Belakangan ini berita2 internasional di koran isinya nyaris seragam: kerusuhan. Akhir Juli lalu kerusuhan berdarah meletus di Kashgar, Xinjiang, China menewaskan 8 orang. Terjadi baku tembak antara polisi dan perusuh. Melihat ceceran darah di restoran TKP sungguh mengerikan. Pemerintah China menuding militan Islam sebagai dalangnya, mengingat Xinjiang adalah kawasan otonomi yang mayoritas dihuni etnis Uyghur. Namun para analis menyimpulkan bahwa diskriminasi sosial ekonomi adalah penyebab utamanya.
Sebagai minoritas, etnis Uyghur merasa tertekan dengan kebijakan pemerintah China.
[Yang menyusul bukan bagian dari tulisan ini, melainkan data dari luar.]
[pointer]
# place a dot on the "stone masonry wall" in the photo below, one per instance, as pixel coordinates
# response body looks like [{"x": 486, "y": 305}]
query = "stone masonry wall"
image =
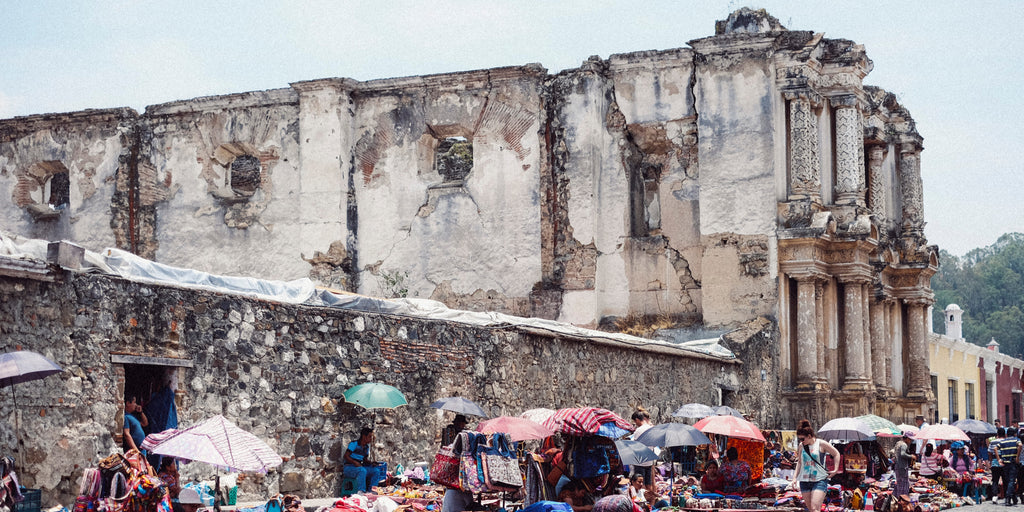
[{"x": 279, "y": 371}]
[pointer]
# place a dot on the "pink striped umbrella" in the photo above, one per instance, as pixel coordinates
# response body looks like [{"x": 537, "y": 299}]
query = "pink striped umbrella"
[
  {"x": 215, "y": 441},
  {"x": 588, "y": 421}
]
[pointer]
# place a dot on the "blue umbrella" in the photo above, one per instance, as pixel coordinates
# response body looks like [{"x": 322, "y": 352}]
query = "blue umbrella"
[{"x": 460, "y": 404}]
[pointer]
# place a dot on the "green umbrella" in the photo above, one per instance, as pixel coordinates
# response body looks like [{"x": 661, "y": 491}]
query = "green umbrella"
[
  {"x": 375, "y": 395},
  {"x": 881, "y": 426}
]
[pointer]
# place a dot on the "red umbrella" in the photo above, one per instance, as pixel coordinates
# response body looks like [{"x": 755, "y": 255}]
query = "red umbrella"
[
  {"x": 942, "y": 432},
  {"x": 519, "y": 429},
  {"x": 730, "y": 426},
  {"x": 588, "y": 421}
]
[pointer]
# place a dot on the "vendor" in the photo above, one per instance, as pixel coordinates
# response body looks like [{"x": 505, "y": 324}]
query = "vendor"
[
  {"x": 736, "y": 472},
  {"x": 713, "y": 480},
  {"x": 358, "y": 465},
  {"x": 187, "y": 501},
  {"x": 135, "y": 420},
  {"x": 450, "y": 432},
  {"x": 574, "y": 494}
]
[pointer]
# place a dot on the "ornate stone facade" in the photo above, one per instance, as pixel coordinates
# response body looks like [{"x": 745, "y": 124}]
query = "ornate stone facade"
[{"x": 722, "y": 185}]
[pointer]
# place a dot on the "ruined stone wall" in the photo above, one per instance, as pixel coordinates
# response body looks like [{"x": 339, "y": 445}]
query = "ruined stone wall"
[
  {"x": 279, "y": 371},
  {"x": 80, "y": 153}
]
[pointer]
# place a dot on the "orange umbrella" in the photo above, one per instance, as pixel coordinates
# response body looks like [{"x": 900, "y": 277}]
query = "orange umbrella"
[{"x": 730, "y": 426}]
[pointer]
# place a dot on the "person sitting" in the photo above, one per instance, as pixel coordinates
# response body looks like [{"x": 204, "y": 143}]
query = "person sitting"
[
  {"x": 635, "y": 491},
  {"x": 452, "y": 431},
  {"x": 713, "y": 480},
  {"x": 736, "y": 472},
  {"x": 169, "y": 474},
  {"x": 187, "y": 501},
  {"x": 357, "y": 463},
  {"x": 574, "y": 494}
]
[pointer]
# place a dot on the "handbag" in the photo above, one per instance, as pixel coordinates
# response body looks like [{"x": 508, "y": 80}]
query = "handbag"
[
  {"x": 854, "y": 460},
  {"x": 469, "y": 464},
  {"x": 444, "y": 470},
  {"x": 501, "y": 467}
]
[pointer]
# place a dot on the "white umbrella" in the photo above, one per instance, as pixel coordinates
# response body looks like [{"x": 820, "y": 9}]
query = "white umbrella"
[
  {"x": 697, "y": 411},
  {"x": 215, "y": 441},
  {"x": 846, "y": 429}
]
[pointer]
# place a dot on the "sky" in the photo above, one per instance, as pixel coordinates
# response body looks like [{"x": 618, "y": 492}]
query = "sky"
[{"x": 956, "y": 66}]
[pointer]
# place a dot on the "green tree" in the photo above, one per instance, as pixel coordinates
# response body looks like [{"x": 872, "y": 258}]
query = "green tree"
[{"x": 988, "y": 285}]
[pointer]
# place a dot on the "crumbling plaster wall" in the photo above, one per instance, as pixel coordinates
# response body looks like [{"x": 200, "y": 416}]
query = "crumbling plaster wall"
[
  {"x": 187, "y": 147},
  {"x": 455, "y": 240},
  {"x": 91, "y": 144},
  {"x": 628, "y": 134},
  {"x": 737, "y": 105},
  {"x": 279, "y": 371}
]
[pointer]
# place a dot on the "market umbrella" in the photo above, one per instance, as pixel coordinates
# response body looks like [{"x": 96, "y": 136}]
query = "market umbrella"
[
  {"x": 903, "y": 427},
  {"x": 588, "y": 421},
  {"x": 727, "y": 411},
  {"x": 881, "y": 426},
  {"x": 693, "y": 411},
  {"x": 24, "y": 366},
  {"x": 216, "y": 441},
  {"x": 846, "y": 429},
  {"x": 375, "y": 395},
  {"x": 519, "y": 429},
  {"x": 633, "y": 453},
  {"x": 942, "y": 432},
  {"x": 673, "y": 434},
  {"x": 461, "y": 406},
  {"x": 975, "y": 427},
  {"x": 539, "y": 415},
  {"x": 730, "y": 426}
]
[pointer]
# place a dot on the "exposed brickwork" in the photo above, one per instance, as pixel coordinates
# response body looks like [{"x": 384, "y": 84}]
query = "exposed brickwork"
[{"x": 279, "y": 371}]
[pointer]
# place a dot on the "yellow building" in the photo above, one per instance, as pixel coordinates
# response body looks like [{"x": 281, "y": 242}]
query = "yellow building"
[{"x": 954, "y": 371}]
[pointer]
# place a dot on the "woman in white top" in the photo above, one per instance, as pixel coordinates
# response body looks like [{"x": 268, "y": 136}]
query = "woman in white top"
[{"x": 811, "y": 472}]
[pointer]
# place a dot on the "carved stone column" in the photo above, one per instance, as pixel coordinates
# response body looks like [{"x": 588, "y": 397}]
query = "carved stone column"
[
  {"x": 910, "y": 185},
  {"x": 920, "y": 378},
  {"x": 877, "y": 311},
  {"x": 805, "y": 166},
  {"x": 853, "y": 309},
  {"x": 849, "y": 153},
  {"x": 807, "y": 334},
  {"x": 819, "y": 314},
  {"x": 866, "y": 330}
]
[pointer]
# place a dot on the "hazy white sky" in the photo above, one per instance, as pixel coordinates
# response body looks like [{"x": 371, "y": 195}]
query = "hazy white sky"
[{"x": 955, "y": 65}]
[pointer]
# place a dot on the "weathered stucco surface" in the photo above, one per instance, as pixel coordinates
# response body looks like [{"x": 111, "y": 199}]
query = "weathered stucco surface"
[{"x": 279, "y": 371}]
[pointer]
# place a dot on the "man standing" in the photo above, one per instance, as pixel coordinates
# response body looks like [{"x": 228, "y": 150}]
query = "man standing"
[
  {"x": 450, "y": 432},
  {"x": 902, "y": 462},
  {"x": 1010, "y": 454},
  {"x": 995, "y": 462},
  {"x": 357, "y": 462},
  {"x": 133, "y": 433}
]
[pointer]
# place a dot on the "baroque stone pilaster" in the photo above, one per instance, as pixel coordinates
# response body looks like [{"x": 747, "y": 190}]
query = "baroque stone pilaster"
[
  {"x": 849, "y": 156},
  {"x": 807, "y": 334},
  {"x": 805, "y": 166},
  {"x": 920, "y": 378},
  {"x": 853, "y": 309},
  {"x": 877, "y": 186},
  {"x": 910, "y": 186},
  {"x": 865, "y": 318},
  {"x": 877, "y": 311}
]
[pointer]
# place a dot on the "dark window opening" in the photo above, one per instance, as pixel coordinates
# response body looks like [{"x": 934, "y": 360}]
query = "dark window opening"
[
  {"x": 145, "y": 383},
  {"x": 246, "y": 175},
  {"x": 454, "y": 159}
]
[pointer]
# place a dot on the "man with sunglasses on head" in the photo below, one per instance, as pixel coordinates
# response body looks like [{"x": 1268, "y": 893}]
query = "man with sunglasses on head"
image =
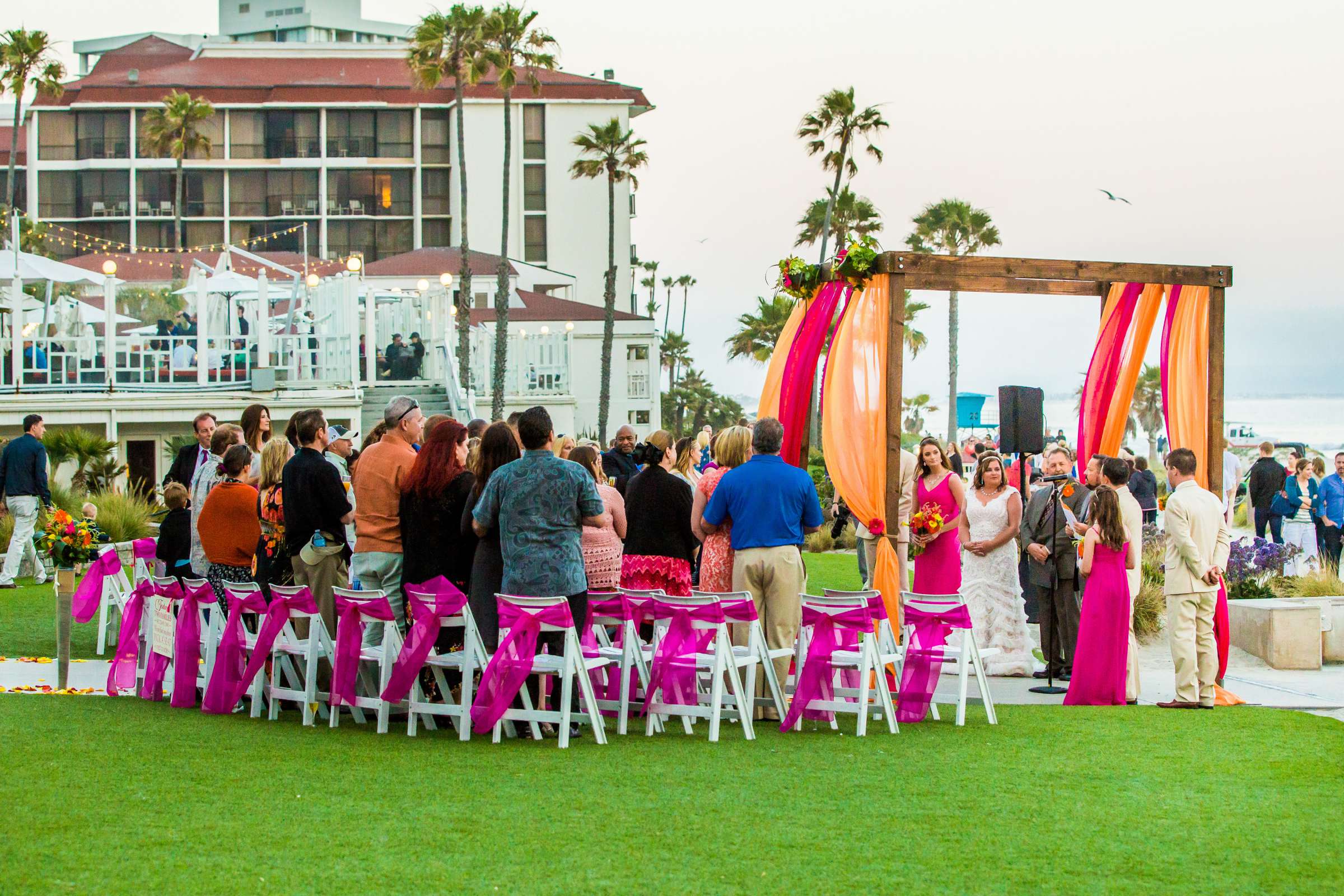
[{"x": 378, "y": 492}]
Pemerintah meremajakan kota tua Kashgar (yang dulunya bagian dari Jalur Sutera) dan menggusur rumah penduduk lokal dengan kompensasi yang tidak layak. Di saat pertumbuhan ekonomi China melaju pesat, warga Xinjiang merasa “ditinggal”. Selain itu, warga Uyghur merasa terdesak dengan imigran etnis Han (mayoritas China) yang masuk ke wilayah mereka dan segera menguasai sentra-sentra ekonomi penting. Warga Uyghur semakin merasa “direndahkan”, dan karenanya meletuslah kerusuhan tersebut. Mereka menuntut otonomi yang lebih luas dan bahkan ingin ‘merdeka’.
Sebenarnya, kejadian ini mirip sekali dengan kerusuhan berbau separatis yang pernah meletus di Papua dan Maluku. Sebagai minoritas di Indonesia, warga kulit hitam di sana merasa tertindas oleh kebijakan pemerintah yang ‘pilih kasih’, ditambah lagi masuknya imigran Jawa menguasai ekonomi mereka.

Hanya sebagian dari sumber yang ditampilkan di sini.